Re: Issue #3306 from Jeni Tennison on 2006-06-05 (public-xml-processing-model-wg@w3.org from June 2006)

From: Jeni Tennison <jeni@jenitennison.com>
Date: Mon, 05 Jun 2006 12:50:46 +0100
To: public-xml-processing-model-wg@w3.org
Message-ID: <44841A96.2050209@jenitennison.com>
Hi,

Richard Tobin wrote:
>> 0. Say that queries over document sequences aren't supported in XProc
> 
> If we did this, then there is a simple workaround which is to have a
> standard component that takes a sequence of documents and returns a
> single document containing them as children of the root element.  You
> can then do a query on that.

Yep. The same kind of workaround can be applied when you want to do a 
query over two (or more) sequences. You end up with huge documents and 
the user has to do a bit more work, but it's not the end of the world.

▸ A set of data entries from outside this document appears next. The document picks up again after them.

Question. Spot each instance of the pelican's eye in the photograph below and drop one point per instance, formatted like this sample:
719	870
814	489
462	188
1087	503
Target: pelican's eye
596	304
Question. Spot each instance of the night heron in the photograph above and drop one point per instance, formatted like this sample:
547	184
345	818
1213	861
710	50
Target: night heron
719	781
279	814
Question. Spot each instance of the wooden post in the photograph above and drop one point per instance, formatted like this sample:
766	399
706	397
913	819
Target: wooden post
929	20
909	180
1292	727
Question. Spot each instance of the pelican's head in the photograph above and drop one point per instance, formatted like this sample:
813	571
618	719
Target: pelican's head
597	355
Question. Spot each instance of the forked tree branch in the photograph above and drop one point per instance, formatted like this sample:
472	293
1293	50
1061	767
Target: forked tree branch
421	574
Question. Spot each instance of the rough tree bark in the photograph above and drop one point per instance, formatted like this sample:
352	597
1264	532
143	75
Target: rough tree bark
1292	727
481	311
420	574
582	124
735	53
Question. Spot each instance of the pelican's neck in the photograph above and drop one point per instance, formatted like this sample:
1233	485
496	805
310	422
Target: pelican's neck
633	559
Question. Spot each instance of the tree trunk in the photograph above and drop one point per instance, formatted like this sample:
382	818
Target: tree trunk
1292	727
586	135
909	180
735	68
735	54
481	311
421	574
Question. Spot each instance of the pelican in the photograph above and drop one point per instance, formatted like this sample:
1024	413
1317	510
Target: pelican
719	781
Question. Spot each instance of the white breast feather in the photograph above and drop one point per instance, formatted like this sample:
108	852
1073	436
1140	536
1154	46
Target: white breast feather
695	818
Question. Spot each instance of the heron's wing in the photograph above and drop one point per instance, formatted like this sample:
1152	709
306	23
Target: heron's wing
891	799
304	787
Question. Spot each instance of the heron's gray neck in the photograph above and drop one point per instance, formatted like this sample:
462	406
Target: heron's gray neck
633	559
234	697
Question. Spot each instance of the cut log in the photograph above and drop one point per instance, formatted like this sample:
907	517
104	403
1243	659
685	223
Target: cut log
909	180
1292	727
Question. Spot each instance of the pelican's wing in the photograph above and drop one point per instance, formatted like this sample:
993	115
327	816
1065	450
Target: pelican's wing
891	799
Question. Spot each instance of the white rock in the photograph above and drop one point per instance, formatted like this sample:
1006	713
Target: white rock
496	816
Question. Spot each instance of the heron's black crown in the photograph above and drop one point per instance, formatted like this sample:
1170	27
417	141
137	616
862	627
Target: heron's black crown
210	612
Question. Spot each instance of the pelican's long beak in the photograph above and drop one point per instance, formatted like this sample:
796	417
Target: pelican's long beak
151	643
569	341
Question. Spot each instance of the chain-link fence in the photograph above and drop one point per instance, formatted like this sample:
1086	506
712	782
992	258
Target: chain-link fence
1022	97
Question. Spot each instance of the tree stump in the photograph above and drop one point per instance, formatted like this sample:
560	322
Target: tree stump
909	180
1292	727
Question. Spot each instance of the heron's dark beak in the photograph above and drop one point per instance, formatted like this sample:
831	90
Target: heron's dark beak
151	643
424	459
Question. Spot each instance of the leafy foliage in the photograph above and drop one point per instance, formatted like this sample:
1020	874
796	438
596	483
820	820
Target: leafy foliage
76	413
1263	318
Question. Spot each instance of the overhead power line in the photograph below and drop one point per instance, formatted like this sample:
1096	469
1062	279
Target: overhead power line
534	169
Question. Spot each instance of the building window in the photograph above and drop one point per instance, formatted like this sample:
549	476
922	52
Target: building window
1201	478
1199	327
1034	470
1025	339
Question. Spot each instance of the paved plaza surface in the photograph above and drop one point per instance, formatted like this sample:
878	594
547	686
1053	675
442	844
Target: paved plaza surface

I think we need two standard components here:

  - p:aggregate
      default input:    document sequence
      'wrapper' param:  QName
      default output:   single document

      Creates a new document with a document element named by the wrapper
      parameter. Its children are deep copies of the document elements in
      the input document sequence. Each of these elements is given a
      xml:base attribute to indicate its original base URI.

  - p:concatenate
      'seq1' input:     document sequence
      'seq2' input:     document sequence
      'wrapper' param:  QName
      default output:   single document

      Creates a new document with the document element named by the
      wrapper parameter. Its children are deep copies of the document
      elements in the 'seq1' input, followed by deep copies of the
      document elements in the 'seq2' input. Each of these elements is
      given a xml:base attribute to indicate its original base URI.

>> 1. Say that XProc inputs and outputs are actually *sets* of documents
> 
> Document sequences are going to be very common, as I said above I
> think that queries on document sequences are much rarer.  We shouldn't
> let the sequence-query tail wag the sequence dog.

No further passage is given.